Lately I’ve been reading James Baldwin’s No Name in the Street. Every time I read Baldwin I realise I really haven’t read enough of his works. I think I realise this primarily because his voice varies so incredibly from text to text. No Name in the Street is a killer sample of matter-of-fact historical account, cut through with personal turns on some serious figures – Malcolm X, Martin Luther King, Huey Newton… As often with these types of cross-genre texts (part autobiography, part political analysis, part travelogue, part wise banter) the pacing and framing are in constant flux… what I’m trying to say is that I feel so much joy to have rediscovered a master. ‘People pay for what they do, and, still more, for what they have allowed themselves to become. And they pay for it very simply: by the lives they lead.’

At Home Among Strangers

Lately I’ve also been watching some Russian cinema. At Home Among Strangers, a Stranger at Home (Nikita Mikhalkov) has to have the loftiest opening sequence in the entirety of movies. The musical number, riffing on the ideals of equality and brotherhood, sets up the nuanced interpretation of the musical genre in the narrative that follows. But to be honest I could have stood up and saluted my television after the song ended. The ironic use of the revolutionary moment was not lost on me (I think…) but there was a splendour in that scene that was just totally unexpected and therefore – my jaw dropped. You know those times when you think, ‘I’m watching the best thing ever?’ Yeah. Those are good times.

Lately I’ve had a bit of Linton Kwesi Johnson stuck in my head (probably triggered by thinking about the Black Panthers) – this is from the poem ‘New Craas Massakah’ :

is a hellava something fi true yu know
wat a terrible price wi haffah pay dow, mah
jus fi live likkle life
jus fi struggle fi suvive
everyday is jus worries an struggle an strife

Last weekend I attended a 24 hour speak-out against the government’s refugee policy. I decided to read Attila Jozsef’s poem, ‘The Seventh.’ It can feel strange, reading poetry to a non-poetry audience, but I think the organisers were grateful for the spontaneous volunteering to fill some air time.

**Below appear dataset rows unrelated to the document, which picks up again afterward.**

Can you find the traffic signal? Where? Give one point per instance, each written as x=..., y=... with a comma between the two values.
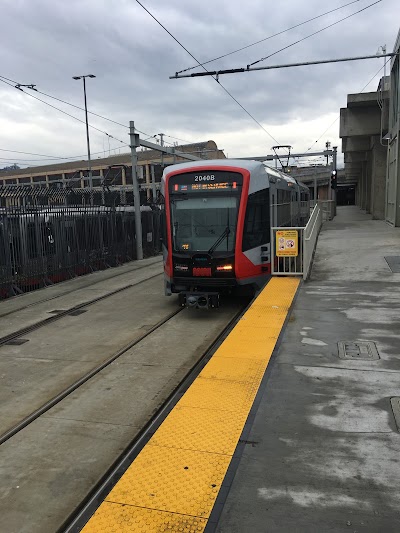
x=334, y=179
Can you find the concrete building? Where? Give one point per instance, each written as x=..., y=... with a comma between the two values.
x=369, y=128
x=363, y=125
x=113, y=171
x=393, y=159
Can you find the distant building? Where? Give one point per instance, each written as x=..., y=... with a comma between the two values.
x=110, y=171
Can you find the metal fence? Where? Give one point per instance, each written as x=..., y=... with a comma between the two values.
x=49, y=236
x=304, y=241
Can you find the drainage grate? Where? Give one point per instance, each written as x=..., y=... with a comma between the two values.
x=16, y=342
x=394, y=263
x=358, y=350
x=77, y=312
x=395, y=403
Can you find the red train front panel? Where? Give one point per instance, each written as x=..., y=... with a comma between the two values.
x=205, y=216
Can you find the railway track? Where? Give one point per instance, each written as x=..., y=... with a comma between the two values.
x=86, y=377
x=8, y=339
x=79, y=517
x=137, y=268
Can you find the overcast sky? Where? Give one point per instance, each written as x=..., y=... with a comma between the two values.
x=46, y=42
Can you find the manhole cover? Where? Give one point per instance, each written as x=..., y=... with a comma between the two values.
x=395, y=403
x=358, y=350
x=394, y=263
x=77, y=312
x=16, y=342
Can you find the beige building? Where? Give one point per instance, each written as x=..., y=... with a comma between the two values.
x=112, y=171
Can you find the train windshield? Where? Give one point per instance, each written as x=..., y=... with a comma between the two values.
x=204, y=223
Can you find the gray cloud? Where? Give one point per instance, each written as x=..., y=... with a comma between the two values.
x=47, y=42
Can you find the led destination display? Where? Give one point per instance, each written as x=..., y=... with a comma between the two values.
x=206, y=181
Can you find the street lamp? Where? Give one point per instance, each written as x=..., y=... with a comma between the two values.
x=87, y=125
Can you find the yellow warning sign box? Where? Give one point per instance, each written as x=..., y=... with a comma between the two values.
x=287, y=243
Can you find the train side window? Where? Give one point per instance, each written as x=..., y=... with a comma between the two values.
x=163, y=220
x=256, y=229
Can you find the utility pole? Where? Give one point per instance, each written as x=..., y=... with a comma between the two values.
x=135, y=143
x=315, y=186
x=87, y=132
x=153, y=184
x=162, y=144
x=334, y=167
x=328, y=145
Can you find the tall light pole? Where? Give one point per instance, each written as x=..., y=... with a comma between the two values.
x=87, y=127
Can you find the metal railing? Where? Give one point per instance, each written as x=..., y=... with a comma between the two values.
x=54, y=236
x=292, y=249
x=328, y=208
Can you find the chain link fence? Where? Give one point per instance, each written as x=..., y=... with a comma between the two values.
x=49, y=235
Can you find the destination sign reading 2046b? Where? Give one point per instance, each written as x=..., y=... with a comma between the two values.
x=209, y=181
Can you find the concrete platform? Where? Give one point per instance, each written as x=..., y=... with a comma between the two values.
x=323, y=453
x=49, y=467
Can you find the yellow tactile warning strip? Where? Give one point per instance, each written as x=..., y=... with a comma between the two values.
x=174, y=481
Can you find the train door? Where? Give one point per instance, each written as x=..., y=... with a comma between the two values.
x=295, y=206
x=273, y=204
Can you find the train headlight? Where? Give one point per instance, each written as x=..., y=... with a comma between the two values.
x=225, y=268
x=181, y=268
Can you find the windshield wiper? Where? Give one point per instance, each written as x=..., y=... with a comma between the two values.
x=224, y=234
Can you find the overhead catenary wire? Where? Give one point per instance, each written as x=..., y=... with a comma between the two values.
x=269, y=37
x=337, y=118
x=198, y=62
x=91, y=113
x=62, y=111
x=314, y=33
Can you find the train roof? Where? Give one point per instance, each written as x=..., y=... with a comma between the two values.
x=247, y=164
x=258, y=169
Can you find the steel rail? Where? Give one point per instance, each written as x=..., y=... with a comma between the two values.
x=72, y=290
x=79, y=382
x=41, y=323
x=80, y=516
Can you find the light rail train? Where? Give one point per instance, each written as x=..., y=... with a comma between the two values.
x=217, y=231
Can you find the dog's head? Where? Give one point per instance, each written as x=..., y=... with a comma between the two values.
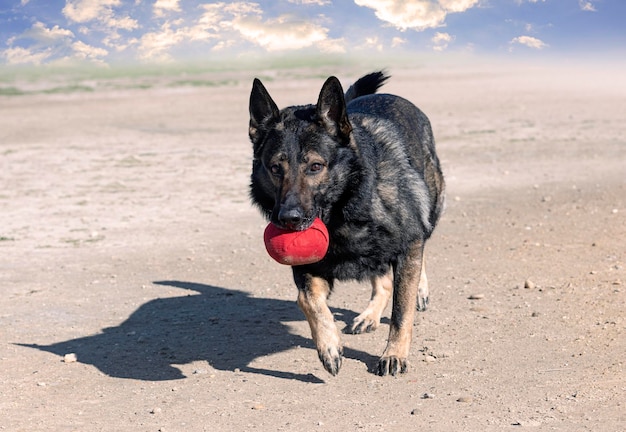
x=300, y=155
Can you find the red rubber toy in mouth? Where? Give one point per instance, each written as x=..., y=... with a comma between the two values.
x=297, y=247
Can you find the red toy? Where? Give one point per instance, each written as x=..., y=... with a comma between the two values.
x=297, y=247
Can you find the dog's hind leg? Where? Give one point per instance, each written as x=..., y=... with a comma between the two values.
x=407, y=273
x=369, y=320
x=312, y=294
x=422, y=290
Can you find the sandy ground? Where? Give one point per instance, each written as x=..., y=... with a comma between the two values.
x=128, y=240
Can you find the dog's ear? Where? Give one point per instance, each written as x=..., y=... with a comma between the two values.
x=262, y=110
x=331, y=110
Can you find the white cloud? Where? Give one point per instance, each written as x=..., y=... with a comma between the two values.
x=284, y=33
x=43, y=35
x=311, y=2
x=88, y=10
x=19, y=55
x=84, y=51
x=397, y=41
x=332, y=46
x=415, y=14
x=586, y=6
x=441, y=41
x=372, y=43
x=162, y=6
x=529, y=41
x=458, y=5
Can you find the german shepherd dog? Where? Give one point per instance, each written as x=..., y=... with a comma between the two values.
x=365, y=164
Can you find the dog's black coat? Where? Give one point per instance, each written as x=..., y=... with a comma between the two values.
x=364, y=163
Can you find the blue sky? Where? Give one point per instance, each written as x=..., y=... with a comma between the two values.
x=40, y=32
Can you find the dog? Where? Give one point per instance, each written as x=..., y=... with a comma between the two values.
x=364, y=163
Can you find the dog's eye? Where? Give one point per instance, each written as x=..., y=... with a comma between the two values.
x=316, y=167
x=275, y=169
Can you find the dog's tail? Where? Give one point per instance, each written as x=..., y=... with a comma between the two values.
x=366, y=85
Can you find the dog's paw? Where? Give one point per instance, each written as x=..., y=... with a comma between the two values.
x=392, y=365
x=364, y=324
x=331, y=358
x=422, y=303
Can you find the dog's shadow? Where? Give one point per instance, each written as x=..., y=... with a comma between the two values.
x=227, y=328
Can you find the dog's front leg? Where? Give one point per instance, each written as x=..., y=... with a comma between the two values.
x=406, y=281
x=312, y=294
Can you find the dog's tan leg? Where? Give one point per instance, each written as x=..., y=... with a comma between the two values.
x=382, y=287
x=312, y=300
x=422, y=291
x=406, y=280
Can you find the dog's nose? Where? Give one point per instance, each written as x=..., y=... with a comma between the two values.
x=291, y=218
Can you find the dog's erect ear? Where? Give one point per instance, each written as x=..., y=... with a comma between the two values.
x=262, y=109
x=331, y=110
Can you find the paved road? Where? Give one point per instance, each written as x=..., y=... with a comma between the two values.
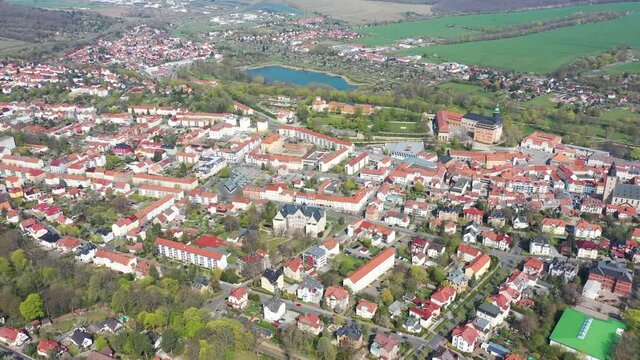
x=15, y=353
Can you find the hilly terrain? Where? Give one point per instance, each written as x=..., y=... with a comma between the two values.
x=21, y=27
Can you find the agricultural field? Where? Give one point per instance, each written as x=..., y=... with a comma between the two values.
x=620, y=114
x=362, y=11
x=9, y=45
x=632, y=67
x=53, y=4
x=554, y=49
x=468, y=89
x=455, y=26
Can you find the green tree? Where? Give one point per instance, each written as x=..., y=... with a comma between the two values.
x=171, y=342
x=387, y=296
x=5, y=266
x=19, y=259
x=437, y=274
x=101, y=343
x=325, y=350
x=225, y=172
x=32, y=308
x=270, y=211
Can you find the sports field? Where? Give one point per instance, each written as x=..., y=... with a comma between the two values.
x=455, y=26
x=541, y=52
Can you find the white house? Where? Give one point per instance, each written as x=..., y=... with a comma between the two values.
x=540, y=246
x=465, y=338
x=12, y=336
x=274, y=309
x=369, y=272
x=366, y=309
x=292, y=218
x=583, y=229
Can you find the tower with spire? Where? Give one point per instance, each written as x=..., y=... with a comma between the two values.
x=497, y=119
x=610, y=182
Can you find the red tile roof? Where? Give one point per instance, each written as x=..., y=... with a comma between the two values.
x=189, y=249
x=479, y=262
x=469, y=334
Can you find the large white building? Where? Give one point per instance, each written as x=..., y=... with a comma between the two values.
x=369, y=272
x=191, y=254
x=301, y=219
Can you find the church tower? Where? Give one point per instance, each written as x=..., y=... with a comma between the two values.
x=611, y=179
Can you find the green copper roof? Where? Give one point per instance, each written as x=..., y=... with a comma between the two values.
x=593, y=337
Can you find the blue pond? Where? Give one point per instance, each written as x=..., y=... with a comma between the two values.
x=280, y=74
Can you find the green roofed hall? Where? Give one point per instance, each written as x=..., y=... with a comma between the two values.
x=582, y=333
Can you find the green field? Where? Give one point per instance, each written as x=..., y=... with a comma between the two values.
x=455, y=26
x=620, y=114
x=51, y=4
x=465, y=89
x=542, y=52
x=632, y=67
x=8, y=45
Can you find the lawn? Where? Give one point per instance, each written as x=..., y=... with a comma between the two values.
x=456, y=26
x=541, y=102
x=553, y=49
x=619, y=114
x=69, y=321
x=402, y=127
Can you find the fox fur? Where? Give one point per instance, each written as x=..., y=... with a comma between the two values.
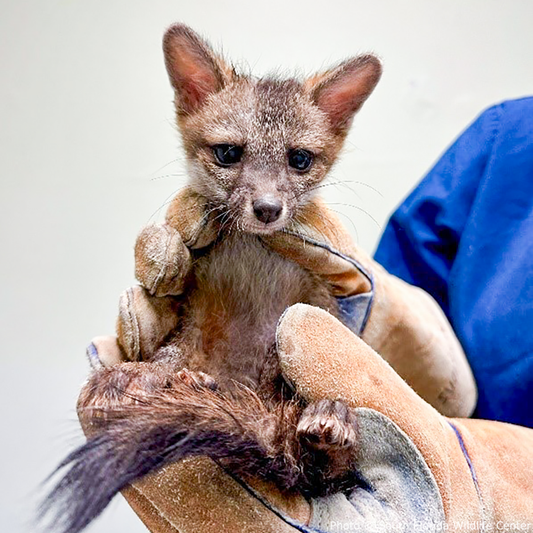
x=213, y=386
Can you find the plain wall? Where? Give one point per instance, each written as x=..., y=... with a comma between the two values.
x=89, y=154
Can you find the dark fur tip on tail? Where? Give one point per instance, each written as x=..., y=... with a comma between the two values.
x=141, y=438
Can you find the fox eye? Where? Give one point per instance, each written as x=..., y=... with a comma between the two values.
x=300, y=159
x=227, y=154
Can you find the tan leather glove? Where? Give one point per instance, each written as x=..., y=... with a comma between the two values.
x=401, y=322
x=418, y=470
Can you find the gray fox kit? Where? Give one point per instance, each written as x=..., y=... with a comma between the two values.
x=257, y=150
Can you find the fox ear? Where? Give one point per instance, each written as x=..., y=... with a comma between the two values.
x=195, y=71
x=342, y=91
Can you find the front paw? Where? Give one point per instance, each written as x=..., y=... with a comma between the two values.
x=327, y=425
x=144, y=322
x=162, y=261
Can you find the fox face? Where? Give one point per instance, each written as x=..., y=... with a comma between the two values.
x=258, y=148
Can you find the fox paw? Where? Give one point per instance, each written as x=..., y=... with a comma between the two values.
x=327, y=424
x=162, y=261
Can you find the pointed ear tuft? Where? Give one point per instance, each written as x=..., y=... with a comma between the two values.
x=195, y=71
x=341, y=92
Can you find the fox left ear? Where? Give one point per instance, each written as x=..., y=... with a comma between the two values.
x=342, y=91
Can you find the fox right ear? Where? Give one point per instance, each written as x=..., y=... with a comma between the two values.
x=195, y=71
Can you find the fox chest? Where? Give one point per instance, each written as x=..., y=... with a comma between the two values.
x=241, y=288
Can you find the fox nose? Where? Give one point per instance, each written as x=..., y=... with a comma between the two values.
x=267, y=209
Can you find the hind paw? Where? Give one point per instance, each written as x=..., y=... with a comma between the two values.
x=327, y=425
x=197, y=380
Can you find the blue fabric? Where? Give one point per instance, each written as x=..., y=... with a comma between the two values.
x=465, y=235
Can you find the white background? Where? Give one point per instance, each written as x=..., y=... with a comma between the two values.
x=88, y=155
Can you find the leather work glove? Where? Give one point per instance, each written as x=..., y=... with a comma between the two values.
x=401, y=322
x=418, y=470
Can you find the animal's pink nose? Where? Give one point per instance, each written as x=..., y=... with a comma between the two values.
x=267, y=209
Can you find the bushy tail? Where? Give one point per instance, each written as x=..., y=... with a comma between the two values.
x=134, y=440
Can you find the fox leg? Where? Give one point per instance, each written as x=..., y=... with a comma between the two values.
x=148, y=313
x=327, y=430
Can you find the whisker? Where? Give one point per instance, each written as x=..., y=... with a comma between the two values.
x=359, y=209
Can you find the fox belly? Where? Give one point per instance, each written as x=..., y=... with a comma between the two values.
x=240, y=290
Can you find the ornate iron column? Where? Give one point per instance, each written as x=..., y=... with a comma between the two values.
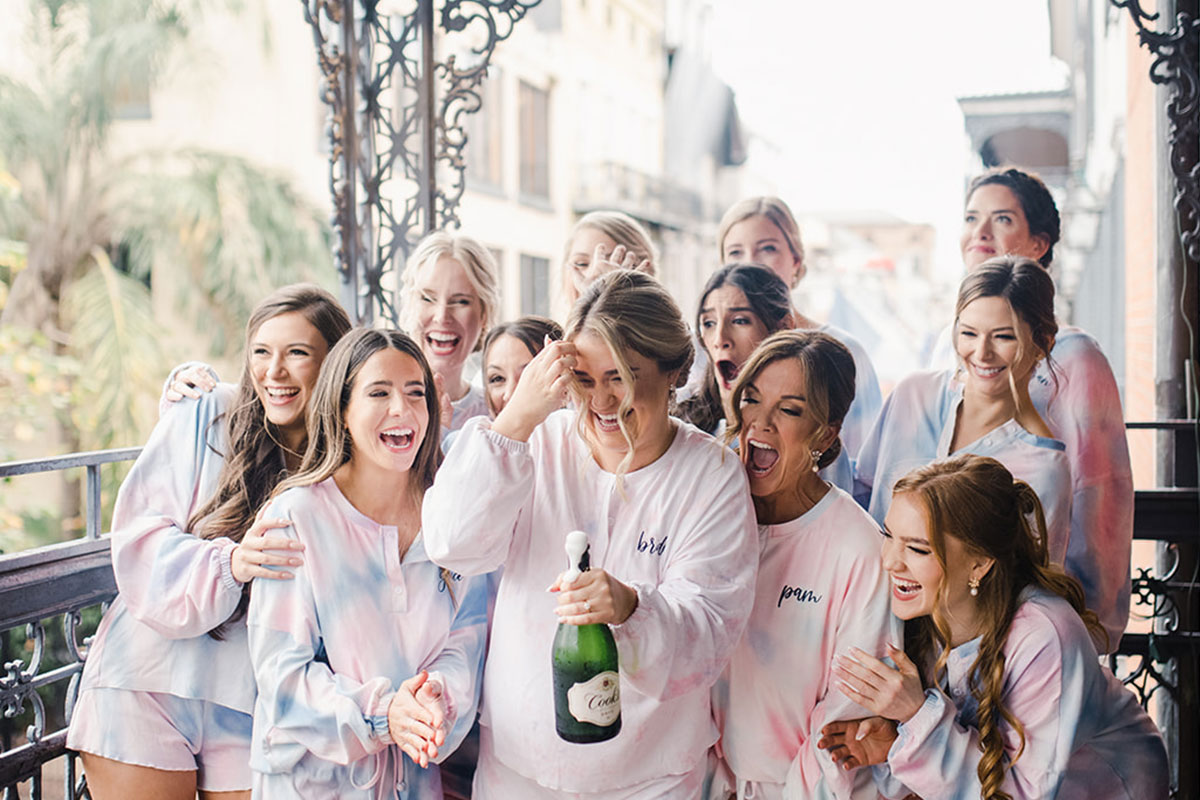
x=1171, y=660
x=396, y=118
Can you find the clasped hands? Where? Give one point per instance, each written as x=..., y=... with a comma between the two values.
x=417, y=717
x=893, y=693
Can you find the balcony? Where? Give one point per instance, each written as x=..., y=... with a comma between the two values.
x=51, y=601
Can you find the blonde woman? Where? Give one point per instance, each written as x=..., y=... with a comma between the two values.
x=449, y=298
x=762, y=230
x=1005, y=326
x=673, y=551
x=603, y=241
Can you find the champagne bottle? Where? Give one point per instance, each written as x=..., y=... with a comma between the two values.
x=587, y=684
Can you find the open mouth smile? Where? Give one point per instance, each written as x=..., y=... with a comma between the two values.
x=761, y=458
x=397, y=439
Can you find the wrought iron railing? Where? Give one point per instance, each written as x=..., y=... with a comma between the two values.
x=46, y=594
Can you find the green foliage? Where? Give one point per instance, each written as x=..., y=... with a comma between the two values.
x=121, y=362
x=36, y=385
x=232, y=230
x=85, y=234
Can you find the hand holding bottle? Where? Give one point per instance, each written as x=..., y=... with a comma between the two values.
x=593, y=597
x=417, y=719
x=587, y=684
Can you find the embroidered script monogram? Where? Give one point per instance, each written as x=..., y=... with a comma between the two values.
x=651, y=546
x=798, y=594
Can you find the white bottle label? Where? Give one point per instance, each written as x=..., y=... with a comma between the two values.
x=597, y=701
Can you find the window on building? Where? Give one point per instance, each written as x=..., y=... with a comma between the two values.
x=534, y=132
x=534, y=284
x=485, y=138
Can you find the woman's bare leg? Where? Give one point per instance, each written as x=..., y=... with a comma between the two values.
x=225, y=795
x=108, y=780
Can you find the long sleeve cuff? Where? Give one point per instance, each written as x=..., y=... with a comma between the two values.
x=503, y=441
x=922, y=723
x=377, y=715
x=226, y=560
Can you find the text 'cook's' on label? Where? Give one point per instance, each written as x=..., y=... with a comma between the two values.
x=595, y=701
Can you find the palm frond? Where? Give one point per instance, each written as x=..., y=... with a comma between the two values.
x=117, y=342
x=237, y=229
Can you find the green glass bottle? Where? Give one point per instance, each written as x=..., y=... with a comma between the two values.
x=587, y=684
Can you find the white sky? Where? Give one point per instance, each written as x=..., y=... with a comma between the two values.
x=859, y=97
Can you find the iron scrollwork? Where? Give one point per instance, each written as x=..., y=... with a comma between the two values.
x=1177, y=65
x=396, y=126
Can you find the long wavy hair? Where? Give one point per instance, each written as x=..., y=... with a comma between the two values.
x=976, y=500
x=631, y=311
x=329, y=439
x=768, y=298
x=255, y=461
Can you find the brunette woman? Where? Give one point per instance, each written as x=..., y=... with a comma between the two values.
x=673, y=551
x=821, y=585
x=762, y=230
x=741, y=306
x=1000, y=692
x=367, y=662
x=167, y=691
x=1003, y=328
x=1009, y=211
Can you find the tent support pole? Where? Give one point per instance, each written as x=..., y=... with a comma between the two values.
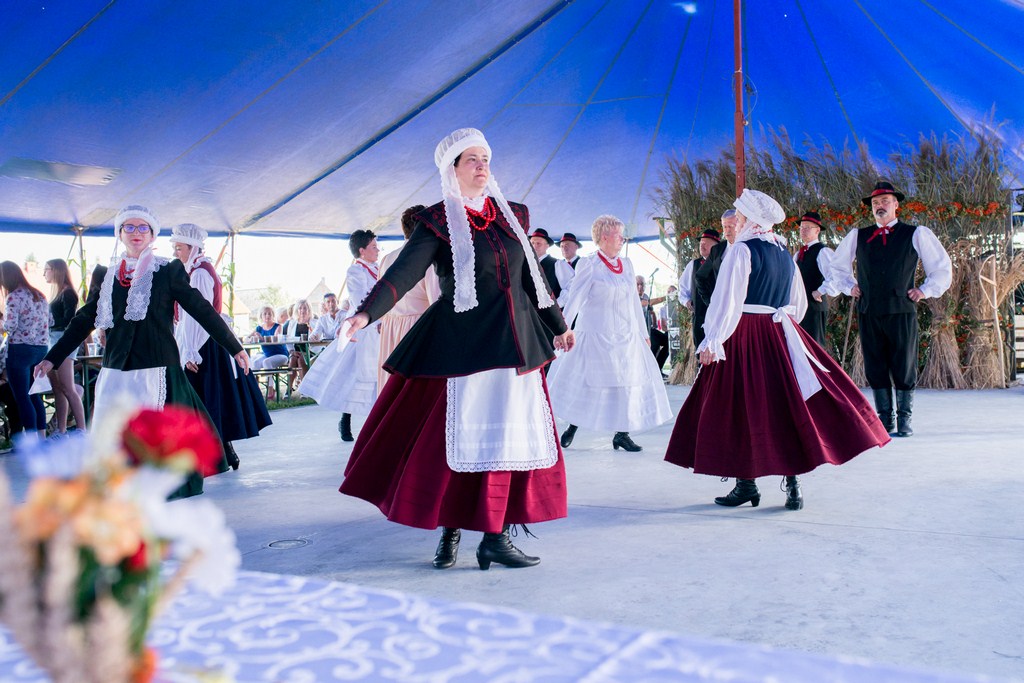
x=737, y=84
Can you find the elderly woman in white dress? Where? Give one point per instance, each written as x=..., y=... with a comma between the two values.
x=610, y=381
x=344, y=377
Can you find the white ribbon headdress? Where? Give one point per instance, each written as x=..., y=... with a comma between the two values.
x=141, y=284
x=762, y=212
x=195, y=237
x=463, y=256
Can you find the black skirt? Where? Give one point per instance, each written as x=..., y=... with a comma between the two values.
x=236, y=404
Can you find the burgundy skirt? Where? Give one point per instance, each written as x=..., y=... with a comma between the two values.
x=744, y=416
x=399, y=465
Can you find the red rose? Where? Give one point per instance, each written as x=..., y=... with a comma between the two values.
x=174, y=438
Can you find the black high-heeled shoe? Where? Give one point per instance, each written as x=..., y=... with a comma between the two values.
x=794, y=499
x=499, y=548
x=568, y=435
x=623, y=440
x=745, y=491
x=448, y=548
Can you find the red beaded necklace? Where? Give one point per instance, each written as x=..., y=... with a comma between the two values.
x=481, y=219
x=617, y=269
x=124, y=274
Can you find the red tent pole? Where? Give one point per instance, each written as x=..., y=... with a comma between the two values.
x=737, y=83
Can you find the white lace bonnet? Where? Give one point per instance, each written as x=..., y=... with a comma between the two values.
x=463, y=256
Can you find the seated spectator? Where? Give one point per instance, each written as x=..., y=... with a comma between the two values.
x=330, y=319
x=271, y=355
x=297, y=354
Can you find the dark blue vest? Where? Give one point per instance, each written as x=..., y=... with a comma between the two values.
x=771, y=274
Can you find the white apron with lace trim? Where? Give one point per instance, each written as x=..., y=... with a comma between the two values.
x=499, y=421
x=145, y=388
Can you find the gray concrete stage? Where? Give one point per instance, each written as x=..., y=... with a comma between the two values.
x=911, y=554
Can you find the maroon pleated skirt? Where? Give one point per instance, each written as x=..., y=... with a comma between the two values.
x=744, y=416
x=399, y=465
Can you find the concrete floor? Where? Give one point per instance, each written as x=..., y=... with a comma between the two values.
x=911, y=554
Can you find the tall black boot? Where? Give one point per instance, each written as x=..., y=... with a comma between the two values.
x=744, y=491
x=884, y=407
x=448, y=548
x=568, y=435
x=345, y=427
x=623, y=440
x=499, y=548
x=794, y=500
x=232, y=458
x=904, y=409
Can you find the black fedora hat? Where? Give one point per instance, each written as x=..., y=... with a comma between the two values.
x=812, y=216
x=541, y=232
x=883, y=187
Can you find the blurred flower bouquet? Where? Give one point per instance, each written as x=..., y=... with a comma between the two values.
x=80, y=575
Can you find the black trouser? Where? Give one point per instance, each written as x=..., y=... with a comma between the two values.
x=658, y=346
x=890, y=346
x=814, y=325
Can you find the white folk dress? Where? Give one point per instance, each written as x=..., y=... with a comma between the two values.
x=344, y=376
x=610, y=380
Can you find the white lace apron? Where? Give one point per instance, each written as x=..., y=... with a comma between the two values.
x=499, y=421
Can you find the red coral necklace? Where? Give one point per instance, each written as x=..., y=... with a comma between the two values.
x=124, y=274
x=481, y=219
x=617, y=269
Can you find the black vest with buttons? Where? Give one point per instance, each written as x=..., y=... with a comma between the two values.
x=811, y=274
x=886, y=269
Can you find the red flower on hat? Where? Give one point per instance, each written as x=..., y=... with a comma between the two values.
x=174, y=438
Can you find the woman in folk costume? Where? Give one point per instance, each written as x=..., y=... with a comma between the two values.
x=766, y=400
x=135, y=307
x=397, y=322
x=232, y=399
x=610, y=381
x=344, y=377
x=462, y=435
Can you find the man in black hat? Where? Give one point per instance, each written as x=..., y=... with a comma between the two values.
x=565, y=267
x=687, y=292
x=812, y=260
x=707, y=274
x=887, y=256
x=542, y=242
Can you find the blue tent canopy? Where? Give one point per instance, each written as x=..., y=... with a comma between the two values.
x=321, y=118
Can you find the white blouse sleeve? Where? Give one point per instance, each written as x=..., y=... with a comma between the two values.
x=840, y=279
x=564, y=274
x=938, y=267
x=641, y=319
x=581, y=289
x=727, y=302
x=685, y=281
x=187, y=333
x=798, y=295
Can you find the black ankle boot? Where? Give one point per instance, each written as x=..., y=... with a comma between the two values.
x=794, y=500
x=623, y=440
x=904, y=409
x=884, y=407
x=448, y=548
x=568, y=435
x=345, y=427
x=232, y=458
x=499, y=548
x=744, y=491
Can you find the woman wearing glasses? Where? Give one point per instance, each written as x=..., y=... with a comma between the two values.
x=135, y=307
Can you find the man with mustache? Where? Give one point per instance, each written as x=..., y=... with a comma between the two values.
x=887, y=256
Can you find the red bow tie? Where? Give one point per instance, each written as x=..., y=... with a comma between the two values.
x=884, y=231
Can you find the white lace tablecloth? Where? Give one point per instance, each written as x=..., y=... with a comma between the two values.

Here’s the final stanza:

 And if all went as was written,
 you will die for seven men.
 One, who is rocked and suckled,
 one, who grabs a hard young breast,
 one, who throws down empty dishes,
 one, who helps the poor win;
 one, who worked till he goes to pieces,
 one, who just stares at the moon.
 The world will be your tombstone:
 you yourself must be the seventh.

It seems like these things I’ve been doing lately are interconnected – for what purpose, however, I’m not sure.